Iggy would never have seen the world's true hate if he hadn't been brought up in the school. He never would have to of gone threw true trauma. He never would have been claustrophobic... he never would have been truly stabbed or hurt in any way.

He couldn't have seen the once inhumane malice in a person's eyes.

But lying there, next to the sleeping flock, felt nice. He couldn't exactly see them, but he heard them. He felt them close. And along with the acute wind's whisper, the grass and tree's sway, his calming thoughts roamed. Yes. He would give anything for them, even if it meant an actual human life. He didn't know exactly how, but he loved them all dearly.

He truly did.

"Yo, Ig," He heard a voice and a firm hand shaking his shoulder.

"What is it?" Iggy turned and faced Fang, not feeling the tad bit annoyed. He wasn't going to get any sleep, anyway.

"It's time to go," Fang answered. He got up from his crouch and started waking the others.

Iggy used to feel scared in the sky. Because he was blind, he didn't really know where he was going; he just felt the wind's direction on his shoulders. He followed on edge—the hairs on the back of his neck standing profusely. Never ending Goosebumps was a part of flying. But now, when he could hear the flock's wings, he felt comforted beyond doubt.

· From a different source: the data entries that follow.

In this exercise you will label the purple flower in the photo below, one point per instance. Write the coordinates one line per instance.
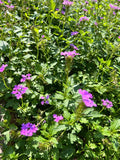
(96, 23)
(19, 90)
(114, 13)
(57, 9)
(57, 118)
(94, 0)
(28, 129)
(86, 2)
(43, 36)
(74, 33)
(107, 103)
(73, 46)
(70, 53)
(114, 7)
(2, 68)
(85, 10)
(11, 6)
(1, 2)
(67, 3)
(45, 100)
(63, 12)
(24, 77)
(84, 19)
(87, 98)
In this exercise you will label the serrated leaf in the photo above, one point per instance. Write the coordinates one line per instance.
(3, 45)
(115, 124)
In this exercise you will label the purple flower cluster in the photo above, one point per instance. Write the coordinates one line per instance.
(67, 3)
(28, 129)
(69, 53)
(45, 100)
(19, 90)
(2, 68)
(9, 6)
(87, 98)
(57, 118)
(73, 46)
(24, 77)
(83, 19)
(96, 23)
(107, 103)
(1, 2)
(114, 7)
(74, 33)
(85, 10)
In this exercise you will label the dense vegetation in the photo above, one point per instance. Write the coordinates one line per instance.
(60, 79)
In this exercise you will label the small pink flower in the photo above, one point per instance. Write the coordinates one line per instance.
(2, 68)
(43, 36)
(84, 19)
(107, 103)
(24, 77)
(96, 23)
(70, 53)
(57, 118)
(67, 3)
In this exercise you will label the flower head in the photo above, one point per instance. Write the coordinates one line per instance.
(74, 33)
(114, 7)
(19, 90)
(45, 100)
(63, 12)
(85, 10)
(73, 46)
(70, 53)
(28, 129)
(43, 36)
(9, 6)
(96, 23)
(1, 2)
(83, 19)
(24, 77)
(57, 118)
(67, 3)
(57, 9)
(87, 98)
(2, 68)
(107, 103)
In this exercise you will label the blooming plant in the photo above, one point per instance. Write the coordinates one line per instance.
(57, 118)
(19, 90)
(28, 129)
(2, 68)
(60, 95)
(24, 77)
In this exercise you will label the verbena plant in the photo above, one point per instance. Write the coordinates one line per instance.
(59, 86)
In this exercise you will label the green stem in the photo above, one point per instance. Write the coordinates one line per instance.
(5, 83)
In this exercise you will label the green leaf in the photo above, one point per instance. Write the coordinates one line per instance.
(58, 129)
(67, 152)
(7, 134)
(115, 124)
(72, 137)
(52, 4)
(3, 45)
(95, 114)
(66, 114)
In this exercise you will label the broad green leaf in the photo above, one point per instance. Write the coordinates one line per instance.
(115, 124)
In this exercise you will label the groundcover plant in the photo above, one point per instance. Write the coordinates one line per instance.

After years of observation and pursuing, Iggy had grown accustomed of the flock's flying styles. Like a scent, each of them had their own beat, their own method to stay aloft. Max, for example, could have the same timing for hours. But once and a while it changes erratically. Iggy, who had thought of this for sometime, had guessed it was her deep thinking. Max was known to overreact to her own squeamish thoughts. It might not have showed on her face, but it sure showed threw her flying cycle.

Unlike Max, Nudge's wings were always erratic. Come to think of it, so were Gazzy's. Iggy noticed the younger kid's had a more inexperienced, immature approach in flying. Much like their thinking. This usually applied for every child, unless that child was Angel. Her thinking could be quite immature, but her flying was surely not. Her small wing's sorta swayed in the air, marking the true grace she had been gifted with, along with her mind reading ability.

But none of the flock's aptitude could match Fang's. He wasn't graceful in the slightest, but nor did his wings tremble or waver. He made slow, brawny, swishes with his wings. Iggy could practically feel Fang's muscles against his own; it had made him tremble. Iggy had always found that strange. Was it Fang's strength that made him shiver? The sheer power of someone stronger than himself? He did not know. He just knew he felt, as he wasn't before, protected. That's what Fang provided him with. Protection.

He remembered the day he escaped the school. He and Fang had been separated from the others, and were running side by side. Back then, Iggy was shorter than Fang, and was quieter than ever before. He didn't know if that was the school's effect on him, or it was just because he was pretty young. But Iggy certainly knew Fang wasn't shy.

They had stopped running, right in the middle of the forest. It scared Iggy. He had been used to the cold feeling of the stone in the school; the metal gurney he was strapped to daily. Those walls seemed like comfort compared to the unfamiliar sounds and texture.

It was all quite blurred, but he had remembered Fang put his hand on his. The tendons surged threw his own body, making that now familiar shiver. How he longed for that soothing touch again.